Stupid Smart Pointers in C
[GitHub repository]
Managing memory in C is difficult and error prone. C++ solves this with smart pointers like std::unique_ptr
and std::shared_ptr
. This article demonstrates a proof-of-concept (aka stupid) smart pointer in C with very little code. Along the way we'll look at the layout of the 32-bit x86 call stack and write assembly in a C program.
§1 Managing Memory in C
In C, heap memory is allocated with a call to malloc
and deallocated with a call to free
. It is the programmer's responsibility to free allocated memory when no longer in use. Otherwise, memory leaks grow the program's memory usage, exhausting valuable system resources.
Sometimes knowing where to call free
is clear.
char *data = (char *) malloc (100);
// do something with data, don't need it anymore
free (data);
But even simple cases may be difficult to properly free. For example, suppose a function f
allocates resources in order and frees them before returning.
void f () {
char *resource_1 = get_resource ();
if (resource_1 == NULL) return;
char *resource_2 = get_resource ();
if (resource_2 == NULL) {
free (resource_1);
return;
}
char *resource_3 = get_resource ();
if (resource_3 == NULL) {
free (resource_2);
free (resource_1);
return;
}
// etc.
}
Each return must free everything previously allocated. The list of calls to free
grows for every additional resource allocated. There are ways to organize this to reduce some redundancy. But the root of the problem remains: the lifetime of the allocated resource is bound to where f
returns. Whenever f
returns, we need to guarantee all of these resources are freed.
A nice solution in C is described in Eli Bendersky's article: Using goto for error handling in C. This uses the goto statement and places all free calls at the end of the function.
void f () {
char *resource_1 = NULL, *resource_2 = NULL, *resource_3 = NULL;
resource_1 = get_resource ();
if (resource_1 == NULL) return;
resource_2 = get_resource ();
if (resource_2 == NULL) goto free_resource_1;
resource_3 = get_resource ();
if (resource_3 == NULL) goto free_resource_2;
// etc.
free_resource_2:
free (resource_2); // fall through
free_resource_1:
free (resource_1);
return;
}
But C++ has an even better solution.
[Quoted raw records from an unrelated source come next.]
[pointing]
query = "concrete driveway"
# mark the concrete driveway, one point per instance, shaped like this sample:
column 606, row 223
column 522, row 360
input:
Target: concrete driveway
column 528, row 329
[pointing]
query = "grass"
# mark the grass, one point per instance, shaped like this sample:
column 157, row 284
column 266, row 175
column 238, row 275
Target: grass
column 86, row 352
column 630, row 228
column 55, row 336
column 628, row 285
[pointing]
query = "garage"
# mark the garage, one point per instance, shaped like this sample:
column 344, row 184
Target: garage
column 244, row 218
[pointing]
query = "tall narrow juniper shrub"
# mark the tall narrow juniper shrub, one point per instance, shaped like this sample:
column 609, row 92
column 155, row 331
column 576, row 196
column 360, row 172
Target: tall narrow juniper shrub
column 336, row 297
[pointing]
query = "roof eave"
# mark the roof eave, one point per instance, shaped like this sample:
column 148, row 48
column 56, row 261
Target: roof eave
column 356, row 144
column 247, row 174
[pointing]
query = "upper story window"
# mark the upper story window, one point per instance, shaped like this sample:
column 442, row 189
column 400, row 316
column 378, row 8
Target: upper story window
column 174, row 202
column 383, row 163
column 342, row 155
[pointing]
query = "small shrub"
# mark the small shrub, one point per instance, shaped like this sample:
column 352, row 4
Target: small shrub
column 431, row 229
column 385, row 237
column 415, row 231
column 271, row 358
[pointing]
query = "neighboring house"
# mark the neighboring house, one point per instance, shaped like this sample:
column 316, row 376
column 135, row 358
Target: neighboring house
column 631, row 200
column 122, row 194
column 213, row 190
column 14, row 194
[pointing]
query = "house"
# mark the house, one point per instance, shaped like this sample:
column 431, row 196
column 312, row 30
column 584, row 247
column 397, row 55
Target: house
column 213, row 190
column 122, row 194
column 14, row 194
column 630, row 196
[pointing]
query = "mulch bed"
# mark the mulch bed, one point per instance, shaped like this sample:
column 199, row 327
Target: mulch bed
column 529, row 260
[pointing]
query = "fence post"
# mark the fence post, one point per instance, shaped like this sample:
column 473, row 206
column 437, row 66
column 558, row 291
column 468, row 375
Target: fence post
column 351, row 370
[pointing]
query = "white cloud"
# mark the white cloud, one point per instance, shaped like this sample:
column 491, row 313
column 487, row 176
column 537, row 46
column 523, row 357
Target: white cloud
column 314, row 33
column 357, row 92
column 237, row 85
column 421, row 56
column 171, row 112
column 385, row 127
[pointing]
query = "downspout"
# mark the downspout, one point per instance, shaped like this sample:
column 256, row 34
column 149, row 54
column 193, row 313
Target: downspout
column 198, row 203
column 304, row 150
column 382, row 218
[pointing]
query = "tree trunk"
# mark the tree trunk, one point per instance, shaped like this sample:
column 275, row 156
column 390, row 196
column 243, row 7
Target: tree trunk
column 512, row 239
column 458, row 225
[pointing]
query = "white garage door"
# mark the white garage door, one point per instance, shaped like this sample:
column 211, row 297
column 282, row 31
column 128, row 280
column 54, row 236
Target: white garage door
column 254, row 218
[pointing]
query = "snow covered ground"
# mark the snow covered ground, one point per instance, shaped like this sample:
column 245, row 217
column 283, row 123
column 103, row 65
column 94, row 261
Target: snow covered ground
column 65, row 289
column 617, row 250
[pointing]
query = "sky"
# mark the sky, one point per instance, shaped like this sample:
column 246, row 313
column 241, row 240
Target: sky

Since objects have destructors, we can explicitly bind the lifetime of a pointer to the lifetime of an object.
void f () {
auto resource_1 = std::unique_ptr<char> (get_resource ());
if (resource_1.get () == nullptr) return;
auto resource_2 = std::unique_ptr<char> (get_resource ());
if (resource_2.get () == nullptr) return;
auto resource_3 = std::unique_ptr<char> (get_resource ());
if (resource_3.get () == nullptr) return;
/* ... */
}
The unique_ptr
object wraps around the allocated pointer, and frees it when the unique_ptr
goes out of scope.
Unfortunately, C has no destructors we can hook onto, so there are no native smart pointers. But we can create a surprisingly simple approximation.
§2 Implementation
The smart pointer will only consist of one function, free_on_exit
, to free the passed pointer when the current function returns. This will allow us to rewrite our above example without any calls to free
.
void f () {
char *resource_1 = free_on_exit (get_resource ());
if (resource_1 == NULL) return;
char *resource_2 = free_on_exit (get_resource ());
if (resource_2 == NULL) return;
char *resource_3 = free_on_exit (get_resource ());
if (resource_3 == NULL) return;
}
Wherever f
returns, it frees everything allocated before. But how can we possibly implement free_on_exit
? How can we know when f
returns and free all previous allocations? The trick is to manipulate the call stack. Instead of f
returning to its original caller, we can manipulate the stack to have it return to our own custom function.
§2.1 The Call Stack
Let's refresh on what the call stack looks like. The layout of the call stack depends on the architecture. We'll use 32 bit x86 as our target architecture (which has a simpler layout and calling conventions than 64 bit). Eli Bendersky has another great article, Where the top of the stack is on x86, with more depth, but the following is a brief overview.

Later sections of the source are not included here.